C'est dans ces conditions insalubres qu'ils vont passer les fêtes de fin d'année.
Comme un village dans une ville. À l'écart de toute population, proche d'un terril et d'un étang, une soixantaine de Roms a élu domicile. Des familles serbes, roumaines, ou encore gitanes passent leurs journées dans des caravanes vétustes, insalubres mais chaleureuses. Depuis trois ans, Savic et Zonko se sont installés avec leur famille. Dans une modeste caravane installée à l'entrée du camp, une Serbe lave son enfant dans une bassine. Un peu plus loin, une sorte de poêle chauffe les lieux.
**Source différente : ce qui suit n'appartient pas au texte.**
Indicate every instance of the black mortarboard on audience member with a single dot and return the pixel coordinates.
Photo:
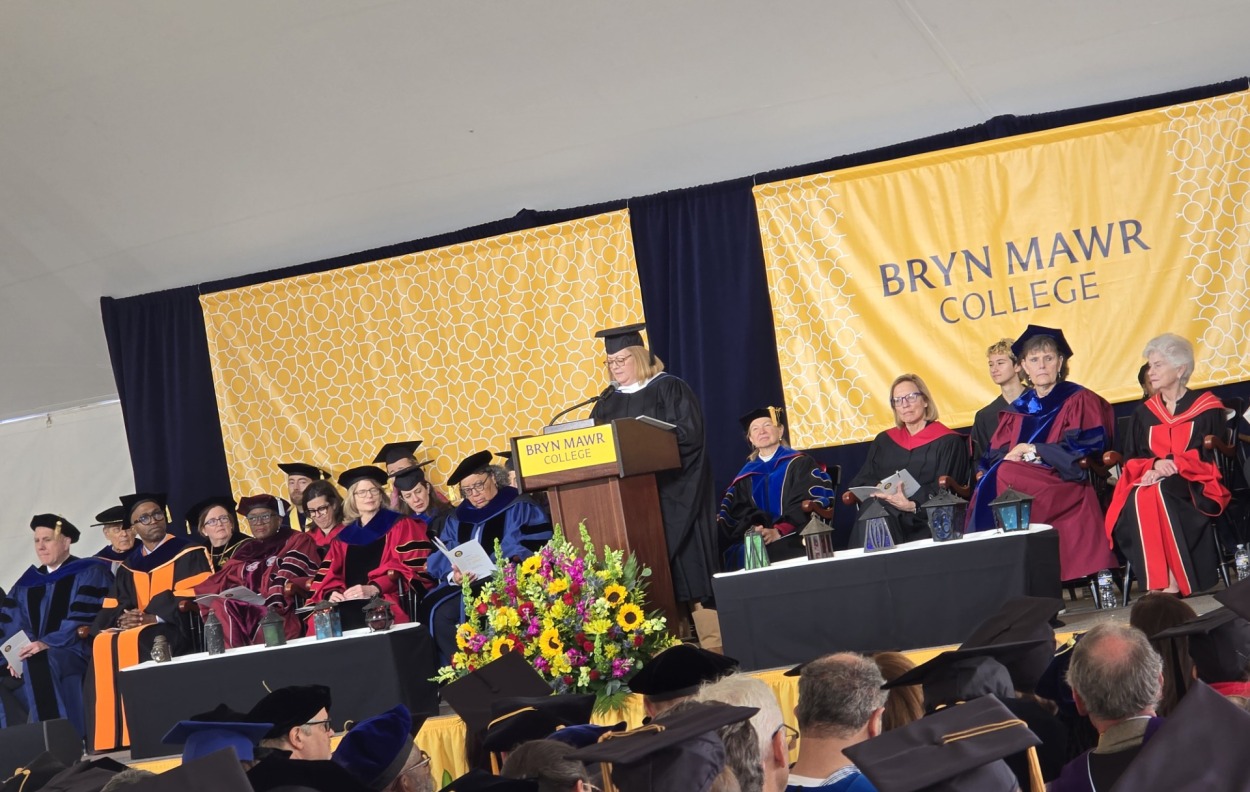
(963, 675)
(289, 707)
(303, 469)
(524, 718)
(365, 472)
(398, 451)
(955, 750)
(678, 751)
(1021, 618)
(679, 671)
(376, 748)
(1199, 747)
(1038, 330)
(129, 502)
(113, 515)
(470, 466)
(56, 524)
(473, 695)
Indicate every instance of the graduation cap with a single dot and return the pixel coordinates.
(398, 451)
(129, 502)
(55, 524)
(365, 472)
(376, 748)
(289, 707)
(678, 751)
(524, 718)
(1219, 645)
(1038, 330)
(774, 414)
(200, 738)
(473, 695)
(616, 339)
(961, 675)
(1199, 747)
(679, 671)
(481, 781)
(194, 512)
(113, 515)
(473, 465)
(264, 501)
(308, 471)
(955, 750)
(1021, 618)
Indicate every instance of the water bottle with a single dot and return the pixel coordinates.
(1105, 590)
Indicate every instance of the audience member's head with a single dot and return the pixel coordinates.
(903, 705)
(1115, 675)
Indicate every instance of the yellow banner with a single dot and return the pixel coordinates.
(463, 347)
(571, 450)
(1114, 231)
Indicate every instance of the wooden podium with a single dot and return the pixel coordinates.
(605, 477)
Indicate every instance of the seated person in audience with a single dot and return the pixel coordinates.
(120, 536)
(1116, 680)
(766, 496)
(324, 507)
(140, 607)
(215, 521)
(840, 703)
(1038, 449)
(49, 603)
(375, 541)
(1005, 374)
(299, 477)
(1170, 489)
(275, 556)
(919, 444)
(488, 515)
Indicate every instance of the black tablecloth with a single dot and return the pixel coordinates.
(366, 673)
(901, 600)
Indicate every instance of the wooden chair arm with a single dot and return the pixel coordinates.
(1218, 444)
(814, 506)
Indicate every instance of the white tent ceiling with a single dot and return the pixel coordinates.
(146, 144)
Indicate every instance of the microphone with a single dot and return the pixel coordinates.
(581, 404)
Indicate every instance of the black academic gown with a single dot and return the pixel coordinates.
(688, 502)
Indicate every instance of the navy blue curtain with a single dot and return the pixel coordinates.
(704, 289)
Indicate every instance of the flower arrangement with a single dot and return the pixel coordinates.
(580, 620)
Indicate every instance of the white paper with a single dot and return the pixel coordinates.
(13, 647)
(470, 557)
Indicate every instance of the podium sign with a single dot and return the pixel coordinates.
(555, 454)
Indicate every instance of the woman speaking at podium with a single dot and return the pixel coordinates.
(688, 502)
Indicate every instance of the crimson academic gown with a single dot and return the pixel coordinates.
(1165, 527)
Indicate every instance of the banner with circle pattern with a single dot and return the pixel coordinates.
(461, 347)
(1114, 231)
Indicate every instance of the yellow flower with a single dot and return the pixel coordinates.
(615, 595)
(630, 616)
(550, 642)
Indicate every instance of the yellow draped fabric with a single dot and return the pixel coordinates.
(1115, 231)
(463, 347)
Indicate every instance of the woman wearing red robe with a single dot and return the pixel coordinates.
(1170, 489)
(1038, 449)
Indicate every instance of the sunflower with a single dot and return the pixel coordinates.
(630, 616)
(550, 642)
(615, 595)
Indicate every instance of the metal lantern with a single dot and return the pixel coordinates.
(879, 526)
(946, 514)
(274, 628)
(1011, 511)
(818, 539)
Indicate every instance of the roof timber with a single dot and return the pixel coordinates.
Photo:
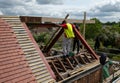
(30, 19)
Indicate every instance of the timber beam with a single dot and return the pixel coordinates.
(30, 19)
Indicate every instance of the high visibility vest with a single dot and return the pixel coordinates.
(69, 31)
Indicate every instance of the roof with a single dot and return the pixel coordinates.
(31, 55)
(13, 65)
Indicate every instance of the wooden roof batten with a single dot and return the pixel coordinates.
(30, 19)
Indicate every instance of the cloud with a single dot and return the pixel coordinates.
(110, 7)
(50, 1)
(56, 8)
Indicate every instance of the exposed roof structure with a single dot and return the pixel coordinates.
(13, 65)
(17, 46)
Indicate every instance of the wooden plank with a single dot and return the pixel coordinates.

S'ils regrettent les conditions dans lesquels ils vivent, les Roms ne regrettent pas d'avoir quitté leur pays. « Ici, ça se passe bien malgré les conditions. Tous les jours, c'est la merde, explique Savic. La police ? Bien sûr qu'elle vient. Mais si tu ne fais pas de bêtise, alors ça se passe bien. » Les journées, Savic et Zonko les passent à bricoler sur le camp. Les femmes, elles, restent dans les caravanes à s'occuper des enfants, à faire à manger et à ranger le peu d'affaires qu'ils ont.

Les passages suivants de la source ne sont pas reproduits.